Deseret News: Gay marriage issue, national elections lead to civility fight
You might say the Mormons and Obama made him do it.
Mark DeMoss, a prominent evangelical, was disappointed over the way he thought Mormons were treated during the 2008 presidential campaign. “I had been working with Mitt Romney as an unpaid advisor,” said DeMoss, president of the DeMoss Group, a public relations firm that works with some of the biggest names in Christianity like the American Bible Society, Billy Graham Evangelistic Association, Campus Crusade for Christ, and Liberty University. “In my work with Mitt Romney, I saw a very ugly side of the treatment of the Mormon faith. Sadly, most of it was coming from evangelicals. And that bothered me.”

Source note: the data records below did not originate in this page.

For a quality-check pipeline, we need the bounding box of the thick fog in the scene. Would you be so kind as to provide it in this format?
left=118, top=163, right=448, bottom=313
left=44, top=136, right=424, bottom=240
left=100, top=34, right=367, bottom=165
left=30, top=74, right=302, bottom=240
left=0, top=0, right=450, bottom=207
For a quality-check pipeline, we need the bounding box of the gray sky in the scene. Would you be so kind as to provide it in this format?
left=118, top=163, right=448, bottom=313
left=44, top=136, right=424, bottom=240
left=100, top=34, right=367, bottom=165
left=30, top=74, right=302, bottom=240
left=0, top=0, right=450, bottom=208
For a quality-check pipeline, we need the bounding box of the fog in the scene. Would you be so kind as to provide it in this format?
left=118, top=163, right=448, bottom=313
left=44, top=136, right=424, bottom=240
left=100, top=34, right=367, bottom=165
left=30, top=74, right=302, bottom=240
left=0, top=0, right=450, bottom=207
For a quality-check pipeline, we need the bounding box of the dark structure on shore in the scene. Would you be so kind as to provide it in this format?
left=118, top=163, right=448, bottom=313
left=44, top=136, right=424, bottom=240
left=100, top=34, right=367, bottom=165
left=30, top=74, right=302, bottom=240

Then, after Romney was out of the race, DeMoss was bothered by the attitudes and rhetoric aimed at Barack Obama that questioned his faith and his love of country.
The final straw for DeMoss was how some members of The Church of Jesus Christ of Latter-day Saints were treated by opponents in the aftermath of California’s Proposition 8, including vandalism of some Mormon chapels and people losing their jobs.
The level of incivility of political discourse in the U.S. was unacceptable to DeMoss — and most Americans agree. The Allegheny College Survey of Civility and Compromise in American Politics in April 2010 found that a whopping 95.4 percent of Americans believe civility in politics is important for a healthy democracy. The study also found that 87 percent of Americans believe it is possible to disagree respectfully.
But the reality that DeMoss saw in 2008 didn’t reflect the public’s aspirations for civility.
So he decided to do something about it.